Oxford Dictionaries has declared “youthquake” its word of the year for 2017. The noun has been defined as “a significant cultural, political, or social change arising from the actions or influence of young people”. The word, first coined in the 1960s by Vogue-editor Diane Vreeland, was selected to mark a political awakening among millennials.

Vreeland had first used it to explain sudden changes in fashion, music and attitudes.

Admitting that the word was not an obvious choice, Oxford Dictionaries President Casper Grathwohl said the word gained popularity during the United Kingdom’s general election, spread to New Zealand during the parliamentary election and then a referendum on marriage equality in Australia.

“At a time when our language is reflecting a deepening unrest and exhausted nerves, it is a rare political word that sounds a hopeful note,” Grathwohl wrote. “I think it’s time for a word we can all rally behind.”

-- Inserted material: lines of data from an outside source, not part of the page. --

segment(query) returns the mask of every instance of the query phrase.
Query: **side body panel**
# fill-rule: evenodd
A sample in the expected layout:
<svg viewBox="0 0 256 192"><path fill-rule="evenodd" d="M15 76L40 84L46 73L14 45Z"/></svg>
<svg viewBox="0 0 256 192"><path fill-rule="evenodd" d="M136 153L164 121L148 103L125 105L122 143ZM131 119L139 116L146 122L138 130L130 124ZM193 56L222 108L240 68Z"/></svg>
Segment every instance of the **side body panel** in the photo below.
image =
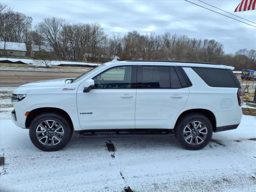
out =
<svg viewBox="0 0 256 192"><path fill-rule="evenodd" d="M172 128L188 96L188 88L137 89L136 128Z"/></svg>
<svg viewBox="0 0 256 192"><path fill-rule="evenodd" d="M189 97L180 114L190 109L204 109L213 113L217 127L240 123L242 111L238 104L238 88L210 87L191 68L184 67L183 69L193 85L189 88Z"/></svg>

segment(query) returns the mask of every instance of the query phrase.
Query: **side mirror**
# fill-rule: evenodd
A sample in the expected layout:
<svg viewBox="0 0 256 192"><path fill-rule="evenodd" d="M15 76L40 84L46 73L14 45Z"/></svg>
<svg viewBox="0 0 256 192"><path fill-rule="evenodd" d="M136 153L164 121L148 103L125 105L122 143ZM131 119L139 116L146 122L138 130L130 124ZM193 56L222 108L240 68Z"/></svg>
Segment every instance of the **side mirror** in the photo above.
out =
<svg viewBox="0 0 256 192"><path fill-rule="evenodd" d="M83 92L88 93L92 89L94 89L94 81L93 79L88 79L84 82L84 88Z"/></svg>

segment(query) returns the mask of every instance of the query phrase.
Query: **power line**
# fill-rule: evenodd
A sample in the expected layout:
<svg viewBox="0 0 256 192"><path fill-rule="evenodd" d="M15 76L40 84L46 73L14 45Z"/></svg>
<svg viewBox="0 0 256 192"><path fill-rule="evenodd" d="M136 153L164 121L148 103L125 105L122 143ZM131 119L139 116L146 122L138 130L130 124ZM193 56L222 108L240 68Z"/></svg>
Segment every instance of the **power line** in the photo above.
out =
<svg viewBox="0 0 256 192"><path fill-rule="evenodd" d="M210 11L212 11L212 12L214 12L215 13L218 13L218 14L220 14L220 15L223 15L223 16L225 16L226 17L228 17L229 18L230 18L232 19L234 19L234 20L236 20L236 21L239 21L239 22L241 22L244 23L245 24L246 24L247 25L250 25L250 26L252 26L253 27L254 27L255 28L256 28L256 26L254 26L254 25L251 25L250 24L249 24L249 23L246 23L245 22L244 22L243 21L241 21L240 20L238 20L238 19L235 19L234 18L233 18L231 17L230 17L229 16L228 16L227 15L224 15L224 14L222 14L222 13L219 13L218 12L217 12L215 11L214 11L213 10L212 10L211 9L209 9L208 8L206 8L206 7L204 7L203 6L202 6L201 5L198 5L198 4L196 4L196 3L193 3L193 2L190 2L190 1L188 1L188 0L184 0L186 1L187 2L188 2L189 3L192 3L192 4L194 4L194 5L197 5L197 6L199 6L200 7L203 8L204 8L204 9L207 9L207 10L209 10Z"/></svg>
<svg viewBox="0 0 256 192"><path fill-rule="evenodd" d="M226 13L228 13L228 14L231 14L232 15L234 15L234 16L236 16L237 17L240 18L240 19L244 19L244 20L246 20L247 21L249 21L249 22L252 22L252 23L254 23L254 24L256 24L256 23L254 23L254 22L253 22L252 21L250 21L249 20L248 20L247 19L245 19L244 18L243 18L242 17L240 17L239 16L238 16L237 15L235 15L234 14L233 14L232 13L230 13L229 12L228 12L227 11L225 11L224 10L222 10L221 9L218 8L218 7L215 7L215 6L214 6L212 5L210 5L210 4L208 4L208 3L206 3L205 2L204 2L203 1L201 1L201 0L198 0L200 1L200 2L202 2L202 3L204 3L204 4L206 4L206 5L208 5L209 6L211 6L211 7L214 7L214 8L216 8L217 9L218 9L219 10L220 10L221 11L224 11L224 12L226 12Z"/></svg>

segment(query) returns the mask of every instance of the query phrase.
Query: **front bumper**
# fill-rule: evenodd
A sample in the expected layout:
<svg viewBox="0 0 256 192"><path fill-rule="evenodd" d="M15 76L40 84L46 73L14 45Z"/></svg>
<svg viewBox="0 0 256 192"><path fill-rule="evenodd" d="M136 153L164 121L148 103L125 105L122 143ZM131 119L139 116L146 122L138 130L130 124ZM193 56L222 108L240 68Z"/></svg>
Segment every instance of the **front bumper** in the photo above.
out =
<svg viewBox="0 0 256 192"><path fill-rule="evenodd" d="M17 117L16 116L16 112L15 110L14 110L12 112L12 119L14 123L15 123L15 122L17 122Z"/></svg>

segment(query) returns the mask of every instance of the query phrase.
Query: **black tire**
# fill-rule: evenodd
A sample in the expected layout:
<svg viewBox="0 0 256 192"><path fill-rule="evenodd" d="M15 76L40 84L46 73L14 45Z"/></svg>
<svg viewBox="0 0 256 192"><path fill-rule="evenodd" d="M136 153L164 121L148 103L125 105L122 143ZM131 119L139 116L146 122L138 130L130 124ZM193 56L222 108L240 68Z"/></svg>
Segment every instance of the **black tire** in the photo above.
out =
<svg viewBox="0 0 256 192"><path fill-rule="evenodd" d="M193 128L197 126L197 128ZM179 120L174 128L174 133L182 147L190 150L198 150L204 147L210 142L212 130L212 125L207 117L199 113L191 113Z"/></svg>
<svg viewBox="0 0 256 192"><path fill-rule="evenodd" d="M29 127L31 141L38 149L45 151L62 148L69 142L72 133L68 122L56 113L45 113L38 115Z"/></svg>

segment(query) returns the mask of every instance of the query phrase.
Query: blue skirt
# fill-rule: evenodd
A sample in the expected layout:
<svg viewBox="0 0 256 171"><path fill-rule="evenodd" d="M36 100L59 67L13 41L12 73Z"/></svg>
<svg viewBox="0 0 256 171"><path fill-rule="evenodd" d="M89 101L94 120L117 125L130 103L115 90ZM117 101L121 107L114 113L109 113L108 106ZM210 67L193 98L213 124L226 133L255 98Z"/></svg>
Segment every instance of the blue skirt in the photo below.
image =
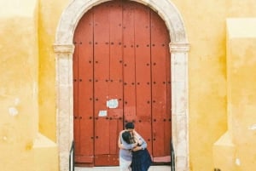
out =
<svg viewBox="0 0 256 171"><path fill-rule="evenodd" d="M151 163L151 157L147 149L132 151L132 171L147 171Z"/></svg>

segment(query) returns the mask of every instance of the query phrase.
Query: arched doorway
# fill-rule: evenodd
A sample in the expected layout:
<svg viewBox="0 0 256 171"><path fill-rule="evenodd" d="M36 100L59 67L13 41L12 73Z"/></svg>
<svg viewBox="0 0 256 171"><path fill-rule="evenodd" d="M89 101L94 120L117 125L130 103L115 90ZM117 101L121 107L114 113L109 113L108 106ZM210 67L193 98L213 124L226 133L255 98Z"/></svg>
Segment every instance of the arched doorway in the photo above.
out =
<svg viewBox="0 0 256 171"><path fill-rule="evenodd" d="M170 37L161 18L131 1L90 9L74 32L76 162L119 165L119 133L127 122L156 163L171 162Z"/></svg>
<svg viewBox="0 0 256 171"><path fill-rule="evenodd" d="M84 13L107 1L74 0L64 10L54 45L56 53L57 140L61 170L68 168L69 148L73 138L73 54L74 30ZM169 31L172 68L172 140L177 170L189 169L188 129L188 51L189 44L183 22L175 5L169 0L137 0L163 19Z"/></svg>

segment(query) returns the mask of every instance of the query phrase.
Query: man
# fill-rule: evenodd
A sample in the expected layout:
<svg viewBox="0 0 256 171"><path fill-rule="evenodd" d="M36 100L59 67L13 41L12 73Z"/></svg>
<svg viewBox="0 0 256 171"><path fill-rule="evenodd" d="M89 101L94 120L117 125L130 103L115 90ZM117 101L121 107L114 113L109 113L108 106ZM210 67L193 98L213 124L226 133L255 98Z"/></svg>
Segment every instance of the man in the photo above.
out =
<svg viewBox="0 0 256 171"><path fill-rule="evenodd" d="M128 134L127 136L127 132ZM144 149L147 147L147 144L140 145L140 140L135 140L134 134L137 137L141 137L135 130L133 123L127 123L125 124L125 129L119 133L119 168L120 171L131 171L131 164L132 161L132 151ZM129 137L129 142L125 140Z"/></svg>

Information collected by the selectors showed a five-fold increase in the word’s usage in June during the United Kingdom’s general election.

The word has been selected to mark “where we have been, how far we have come, and where we are heading”, according to a statement issued by the Oxford Dictionaries. It was “reflective of the ethos, mood, or preoccupations of this past year” as well as a mark of cultural significance.

Earlier in December, American dictionary Merriam-Webster named “Feminism” as its word of the year.